Clinical experience and outcomes of post chemotherapy midline extraperitoneal approach to retroperitoneal lymph node dissection

Affiliations

Clinical experience and outcomes of post chemotherapy midline extraperitoneal approach to retroperitoneal lymph node dissection

Basil Razi et al. BMC Urol. .

Abstract

Background: To detail the outcomes of an open midline extraperitoneal (midline EP) approach to post-chemotherapy retroperitoneal lymph node dissection (PC-RPLND) for metastatic testicular cancer.

Methods: We analysed our prospectively maintained operative database from April 2020 to February 2023 for cases of midline EP approach to PC-RPLND, identifying a total of 11 patients across two hospitals in Sydney, Australia.
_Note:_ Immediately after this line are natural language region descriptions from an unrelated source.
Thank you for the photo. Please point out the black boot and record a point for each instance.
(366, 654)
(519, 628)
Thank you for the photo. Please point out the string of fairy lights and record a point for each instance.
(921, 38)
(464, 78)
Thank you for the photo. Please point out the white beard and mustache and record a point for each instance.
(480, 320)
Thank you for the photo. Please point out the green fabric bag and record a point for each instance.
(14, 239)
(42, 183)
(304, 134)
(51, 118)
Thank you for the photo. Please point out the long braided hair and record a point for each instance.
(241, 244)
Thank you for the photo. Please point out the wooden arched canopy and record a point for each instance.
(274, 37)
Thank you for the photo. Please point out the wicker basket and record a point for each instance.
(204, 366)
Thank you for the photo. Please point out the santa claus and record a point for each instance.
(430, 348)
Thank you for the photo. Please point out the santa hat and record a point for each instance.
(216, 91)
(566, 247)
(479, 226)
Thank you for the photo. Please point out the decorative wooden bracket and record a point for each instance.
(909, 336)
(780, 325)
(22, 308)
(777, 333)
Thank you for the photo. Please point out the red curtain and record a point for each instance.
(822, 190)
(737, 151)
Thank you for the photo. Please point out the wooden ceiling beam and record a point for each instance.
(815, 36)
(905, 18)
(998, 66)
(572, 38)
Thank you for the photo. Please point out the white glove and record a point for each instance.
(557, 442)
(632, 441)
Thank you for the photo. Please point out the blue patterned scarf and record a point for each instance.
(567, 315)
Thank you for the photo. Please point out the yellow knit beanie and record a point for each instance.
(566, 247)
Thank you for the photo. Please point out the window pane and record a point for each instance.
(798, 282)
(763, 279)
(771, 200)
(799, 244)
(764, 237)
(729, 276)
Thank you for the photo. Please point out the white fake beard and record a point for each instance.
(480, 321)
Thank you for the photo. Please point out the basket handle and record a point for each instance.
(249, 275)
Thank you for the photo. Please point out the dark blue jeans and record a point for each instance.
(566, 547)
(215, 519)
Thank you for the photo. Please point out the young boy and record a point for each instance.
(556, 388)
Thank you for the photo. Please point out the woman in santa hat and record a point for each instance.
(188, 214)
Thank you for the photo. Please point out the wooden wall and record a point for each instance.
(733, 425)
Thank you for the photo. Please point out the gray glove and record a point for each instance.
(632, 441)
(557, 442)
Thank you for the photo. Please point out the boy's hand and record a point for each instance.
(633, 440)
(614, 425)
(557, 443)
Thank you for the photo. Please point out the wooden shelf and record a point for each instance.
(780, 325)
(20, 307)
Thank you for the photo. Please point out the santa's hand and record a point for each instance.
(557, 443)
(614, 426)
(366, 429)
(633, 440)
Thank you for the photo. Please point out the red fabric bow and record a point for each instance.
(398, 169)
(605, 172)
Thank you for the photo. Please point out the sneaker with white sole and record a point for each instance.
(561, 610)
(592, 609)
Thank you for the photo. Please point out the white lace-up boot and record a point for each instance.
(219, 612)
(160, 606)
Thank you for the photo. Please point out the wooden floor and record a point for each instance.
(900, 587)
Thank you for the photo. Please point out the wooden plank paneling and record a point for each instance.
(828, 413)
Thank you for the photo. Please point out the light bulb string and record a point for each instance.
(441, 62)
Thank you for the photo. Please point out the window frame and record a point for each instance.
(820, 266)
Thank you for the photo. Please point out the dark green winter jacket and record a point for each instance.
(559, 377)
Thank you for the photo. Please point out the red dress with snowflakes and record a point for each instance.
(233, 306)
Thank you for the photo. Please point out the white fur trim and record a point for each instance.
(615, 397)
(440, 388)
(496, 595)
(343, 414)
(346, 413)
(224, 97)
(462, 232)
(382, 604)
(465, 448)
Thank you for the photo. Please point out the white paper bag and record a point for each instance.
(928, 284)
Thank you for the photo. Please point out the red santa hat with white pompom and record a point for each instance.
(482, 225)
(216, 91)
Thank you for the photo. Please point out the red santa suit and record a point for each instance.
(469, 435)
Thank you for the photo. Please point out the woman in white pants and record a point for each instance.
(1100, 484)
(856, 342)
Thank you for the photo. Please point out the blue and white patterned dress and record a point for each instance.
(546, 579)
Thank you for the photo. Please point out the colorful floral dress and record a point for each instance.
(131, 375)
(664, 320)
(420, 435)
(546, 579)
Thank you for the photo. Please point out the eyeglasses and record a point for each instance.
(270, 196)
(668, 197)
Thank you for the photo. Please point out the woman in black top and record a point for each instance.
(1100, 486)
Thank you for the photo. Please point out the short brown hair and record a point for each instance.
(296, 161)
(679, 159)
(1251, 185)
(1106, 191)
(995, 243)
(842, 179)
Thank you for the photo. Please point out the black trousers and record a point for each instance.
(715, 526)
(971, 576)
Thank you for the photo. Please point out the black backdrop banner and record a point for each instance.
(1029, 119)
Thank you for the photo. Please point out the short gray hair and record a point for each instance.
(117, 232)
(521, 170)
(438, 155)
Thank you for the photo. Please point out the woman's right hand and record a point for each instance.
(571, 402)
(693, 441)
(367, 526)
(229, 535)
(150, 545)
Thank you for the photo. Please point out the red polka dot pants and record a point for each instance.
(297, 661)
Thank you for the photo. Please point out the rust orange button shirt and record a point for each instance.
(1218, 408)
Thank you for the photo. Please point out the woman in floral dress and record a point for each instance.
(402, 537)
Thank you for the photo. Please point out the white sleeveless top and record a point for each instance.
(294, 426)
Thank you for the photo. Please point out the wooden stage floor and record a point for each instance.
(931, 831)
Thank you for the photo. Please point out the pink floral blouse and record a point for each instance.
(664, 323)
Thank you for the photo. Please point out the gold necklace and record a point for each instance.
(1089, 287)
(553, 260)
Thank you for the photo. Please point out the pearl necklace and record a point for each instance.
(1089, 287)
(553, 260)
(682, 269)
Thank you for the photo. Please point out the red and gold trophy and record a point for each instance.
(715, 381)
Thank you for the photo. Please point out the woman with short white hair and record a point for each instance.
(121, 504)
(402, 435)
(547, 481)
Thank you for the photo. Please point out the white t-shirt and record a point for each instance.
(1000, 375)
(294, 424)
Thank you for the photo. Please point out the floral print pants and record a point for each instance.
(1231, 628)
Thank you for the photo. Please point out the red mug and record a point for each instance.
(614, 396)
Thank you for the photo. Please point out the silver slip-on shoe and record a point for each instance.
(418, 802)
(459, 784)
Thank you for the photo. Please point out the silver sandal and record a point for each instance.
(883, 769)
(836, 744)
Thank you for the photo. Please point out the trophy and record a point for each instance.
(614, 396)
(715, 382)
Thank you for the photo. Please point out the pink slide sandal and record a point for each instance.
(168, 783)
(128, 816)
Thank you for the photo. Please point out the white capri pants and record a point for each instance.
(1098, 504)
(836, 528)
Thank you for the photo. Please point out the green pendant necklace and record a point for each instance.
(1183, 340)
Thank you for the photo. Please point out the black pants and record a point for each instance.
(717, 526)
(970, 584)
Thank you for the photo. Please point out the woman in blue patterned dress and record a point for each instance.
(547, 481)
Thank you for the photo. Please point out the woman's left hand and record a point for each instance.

Demographic and perioperative data was obtained from electronic medical records, including preoperative factors such as cancer staging and preoperative treatment.

Results: Eleven patients were included in this study. The median age was 37 years with a median ASA grade of 3. There were a total of six left-sided and five right-sided cases. A modified template was used in eight cases, and a bilateral template was used in three. Tumour staging ranged from Stage IIA- IIIB, with a median maximal retroperitoneal tumour size post chemotherapy of 4.2 cm. Preoperative histology identified 4 cases of seminoma and 7 cases of nonseminomatous germ cell tumours (NSGCT). The median length of the procedure was 300 min, blood loss was 300mL, length of stay was 5 days, and post-operative days until bowel opening was 2 days. The median lymph node yield was 18, with active malignancy identified in five cases. There were four early complications and no late complications. 91% of the patients had preserved ejaculatory function.

Conclusions: The open midline EP approach to PC-RPLND has demonstrated acceptable perioperative outcomes compared to other open surgical approaches, enabling surgeons to complete complex cases. Therefore, the midline EP approach should be considered when performing PC-RPLND.

Keywords: Extraperitoneal; Oncology; Open surgery; RPLND; Testicular Cancer.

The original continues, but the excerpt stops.